Pourquoi *Mortal Kombat* reste incontournable, malgré ses défauts
Avec 24 jeux à son actif, *Mortal Kombat* est bien plus qu’une simple franchise de jeux de combat : c’est un phénomène transmedia. La série a inspiré deux films (dont le récent *Mortal Kombat* de 2021, produit par Warner Bros.), une série animée (*Mortal Kombat: Defenders of the Realm*), des comics, et même un tournoi officiel (l’*EVO*), où les meilleurs joueurs s’affrontent pour des prix dépassant les 100 000 dollars. Pourtant, son succès repose sur un équilibre fragile entre tradition et innovation.
D’un côté, la série a su évoluer techniquement. Les graphismes de *MK11* restent une référence en matière de réalisme, avec des modèles 3D si détaillés que les joueurs peuvent distinguer les pores de la peau des personnages.

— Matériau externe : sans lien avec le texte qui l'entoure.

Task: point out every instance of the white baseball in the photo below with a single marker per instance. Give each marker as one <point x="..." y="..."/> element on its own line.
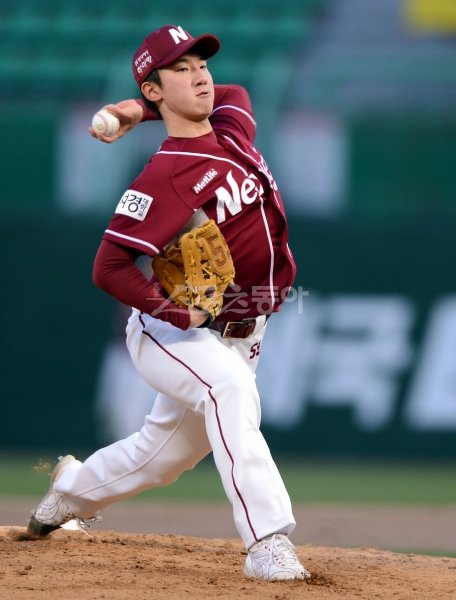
<point x="105" y="123"/>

De l’autre, elle a conservé des éléments rétro, comme les Fatalities ou le lore complexe, qui rappellent ses origines d’arcade. Comme l’a résumé le journaliste Jason Schreier (Bloomberg) : *« *Mortal Kombat* est un dinosaure qui a appris à danser. Il est vieux, mais il sait encore faire vibrer les foules. »*
Pourtant, la franchise fait face à des défis majeurs. Le marché des jeux de combat est dominé par des titres comme *Street Fighter 6* ou *Tekken 8*, qui misent sur des communautés en ligne solides et des mises à jour régulières. *Mortal Kombat 1*, malgré ses qualités, a été critiqué pour son manque de contenu post-lancement et son mode en ligne instable. Comme l’a souligné Daigo Umehara, légende du jeu de combat, dans une interview pour *Red Bull* : *« *Mortal Kombat* a toujours été plus fort en solo. Mais aujourd’hui, un jeu de combat ne peut pas survivre sans une scène compétitive active. »*
Malgré ces obstacles, *Mortal Kombat* conserve une place unique dans le paysage vidéoludique. Son mélange de violence stylisée, de narration cinématique et de gameplay accessible en fait une porte d’entrée idéale pour les nouveaux joueurs, tout en offrant suffisamment de profondeur pour les vétérans. Et si l’avenir de la série reste incertain, une chose est sûre : tant qu’il y aura des joueurs pour crier *« FINISH HIM! »*, *Mortal Kombat* ne disparaîtra pas.
De l’arcade des années 1990 aux blockbusters interactifs d’aujourd’hui, *Mortal Kombat* a traversé les époques en réinventant sans cesse sa formule. Si certains opus comme *Special Forces* ou *Armageddon* restent des échecs cuisants, d’autres – *MK9*, *Deception*, ou *MKX* – ont redéfini ce qu’un jeu de combat pouvait offrir, tant sur le plan technique que narratif.
Aujourd’hui, la franchise doit relever un nouveau défi : concilier son héritage sanglant avec les attentes d’un public moderne, habitué aux jeux en ligne compétitifs et aux mises à jour régulières. *Mortal Kombat 1* a prouvé que la série pouvait encore émerveiller visuellement, mais son avenir dépendra de sa capacité à fidéliser une communauté – un enjeu crucial pour tous les jeux de combat.
Quoi qu’il en soit, une chose est certaine : *Mortal Kombat* restera dans l’histoire comme la franchise qui a osé pousser les limites de la violence vidéoludique, tout en créant un univers riche et mémorable. Et si un jour les jeux de combat disparaissent, ce sera probablement parce que personne n’aura osé aller aussi loin que *MK* dans l’art de la provocation… et du spectacle.